It was in the mid 2000's, and I was leading a team of engineers on a data warehouse on some PLCC (Private Label Credit Card) data. There were reports run, downtime, tickets issued, and ultimately, the customer (internal customer - business team, and external customer - the real client whose data it was) were complaining about the performance of the data warehouse.
This is a real life story on how design of the dashboard, and how one manages those who review the dashboards actually works in the real world.
The following are my lessons learned on how to effectively manage a dashboard of the right metrics at the right time.
1) Have a dashboard that is aligned to be meaningful to whoever is looking at it.
2) There may be different stakeholders reviewing the dashboard, thus may need a permissioned, and personalized dashboard for the different stakeholders. Case is point is that a practitioner may want to have the internal metrics on one part of the dashboard, while presenting the external metrics on the other part of the dashboard.
3) One often has a baseline on what the stakeholders want and what they are looking at to represent what they want, and there may need to be changes to the data presented to ensure that they stakeholders are reviewing what is important to their business. Often times, the tech teams are so hung up on what they think is important, that they only have half of the story is being told, and there is extra or dependent information that must be in context to tell the whole story.

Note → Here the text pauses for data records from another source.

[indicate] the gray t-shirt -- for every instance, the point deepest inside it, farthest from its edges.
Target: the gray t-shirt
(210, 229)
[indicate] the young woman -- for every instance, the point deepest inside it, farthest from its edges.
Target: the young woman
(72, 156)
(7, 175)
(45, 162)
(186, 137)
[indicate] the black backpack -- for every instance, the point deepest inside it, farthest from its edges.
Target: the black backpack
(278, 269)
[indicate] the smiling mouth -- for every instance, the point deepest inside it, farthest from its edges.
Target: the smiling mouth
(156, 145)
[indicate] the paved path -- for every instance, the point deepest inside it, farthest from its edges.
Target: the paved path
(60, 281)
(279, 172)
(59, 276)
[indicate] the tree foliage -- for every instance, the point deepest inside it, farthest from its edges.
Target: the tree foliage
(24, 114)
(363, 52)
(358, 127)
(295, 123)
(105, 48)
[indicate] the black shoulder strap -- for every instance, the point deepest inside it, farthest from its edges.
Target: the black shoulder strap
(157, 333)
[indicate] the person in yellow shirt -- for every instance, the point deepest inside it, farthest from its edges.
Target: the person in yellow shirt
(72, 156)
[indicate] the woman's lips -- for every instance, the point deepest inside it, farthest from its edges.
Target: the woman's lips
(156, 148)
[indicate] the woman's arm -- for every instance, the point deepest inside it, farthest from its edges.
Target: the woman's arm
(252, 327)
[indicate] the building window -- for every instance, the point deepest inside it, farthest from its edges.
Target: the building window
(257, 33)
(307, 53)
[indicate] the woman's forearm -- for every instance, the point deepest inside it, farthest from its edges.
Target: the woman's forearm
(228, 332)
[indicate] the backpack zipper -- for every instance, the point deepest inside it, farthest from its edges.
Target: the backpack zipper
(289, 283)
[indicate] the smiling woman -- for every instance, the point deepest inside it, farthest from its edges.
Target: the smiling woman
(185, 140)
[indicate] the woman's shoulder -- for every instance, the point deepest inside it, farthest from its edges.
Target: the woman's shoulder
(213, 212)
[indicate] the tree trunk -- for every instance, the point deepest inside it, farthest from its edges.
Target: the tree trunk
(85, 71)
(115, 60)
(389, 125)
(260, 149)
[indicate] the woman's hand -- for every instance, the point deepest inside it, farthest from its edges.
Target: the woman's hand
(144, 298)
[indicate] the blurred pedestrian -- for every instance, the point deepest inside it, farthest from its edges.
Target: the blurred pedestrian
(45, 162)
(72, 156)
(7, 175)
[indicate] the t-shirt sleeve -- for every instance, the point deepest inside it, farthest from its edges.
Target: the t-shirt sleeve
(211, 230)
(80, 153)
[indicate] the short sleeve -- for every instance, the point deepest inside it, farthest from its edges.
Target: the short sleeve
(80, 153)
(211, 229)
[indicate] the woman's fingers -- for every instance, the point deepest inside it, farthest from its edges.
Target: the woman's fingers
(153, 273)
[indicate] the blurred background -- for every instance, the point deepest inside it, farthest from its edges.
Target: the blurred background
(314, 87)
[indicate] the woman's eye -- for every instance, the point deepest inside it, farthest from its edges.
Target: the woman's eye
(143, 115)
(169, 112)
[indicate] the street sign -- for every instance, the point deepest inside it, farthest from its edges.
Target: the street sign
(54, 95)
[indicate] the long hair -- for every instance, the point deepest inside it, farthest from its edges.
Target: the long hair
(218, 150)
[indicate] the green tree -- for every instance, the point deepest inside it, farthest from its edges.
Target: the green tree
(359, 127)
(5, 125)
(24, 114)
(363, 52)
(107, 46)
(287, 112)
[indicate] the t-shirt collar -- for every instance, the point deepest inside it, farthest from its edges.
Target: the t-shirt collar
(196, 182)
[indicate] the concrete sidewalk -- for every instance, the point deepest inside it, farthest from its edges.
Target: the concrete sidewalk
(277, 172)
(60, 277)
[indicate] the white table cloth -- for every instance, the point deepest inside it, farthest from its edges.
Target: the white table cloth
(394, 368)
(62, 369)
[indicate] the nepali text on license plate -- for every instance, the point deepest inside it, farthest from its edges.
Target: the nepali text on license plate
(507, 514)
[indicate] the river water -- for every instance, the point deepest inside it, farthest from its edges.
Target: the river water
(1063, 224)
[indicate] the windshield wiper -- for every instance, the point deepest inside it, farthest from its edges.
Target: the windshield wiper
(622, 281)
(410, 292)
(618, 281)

4) After interviewing the business team, and the business-tech translation team, then the actual needs of the report become unveiled, and the tech team can begin to make provisions to create that report on a reliable basis for leadership to review.
5) Many times, the reports do not add value, and thus go unreviewed, and sorry to say, but even though an entire team may spend the entire week generating that report, at times, it is only reviewed for a minute or not at all by the business executives.
6) My view is the aesthetics of the report are not as valuable as the ability to tell a message with the data.
Telling the message with the data actually takes a lot of hard work understanding the goals of the executive, and the variety of political context that they executive may be under.
7) Designing and populating a dashboard to drive decisions is key and the aforementioned items help to contextualize the importance of the various components of the dashboards.
8) There are various tools that do a good job of fetching the data and summarizing it into the valuable formats that the data provides so that the executives are able to make better decisions after reviewing the data.
I trust that this blog has provided a bit of insight into using dashboard to measure what matters and ensuring that the dashboards have the right data and format to support the right messages that ultimately lead to the most effective decisions being made with the data on those dashboards.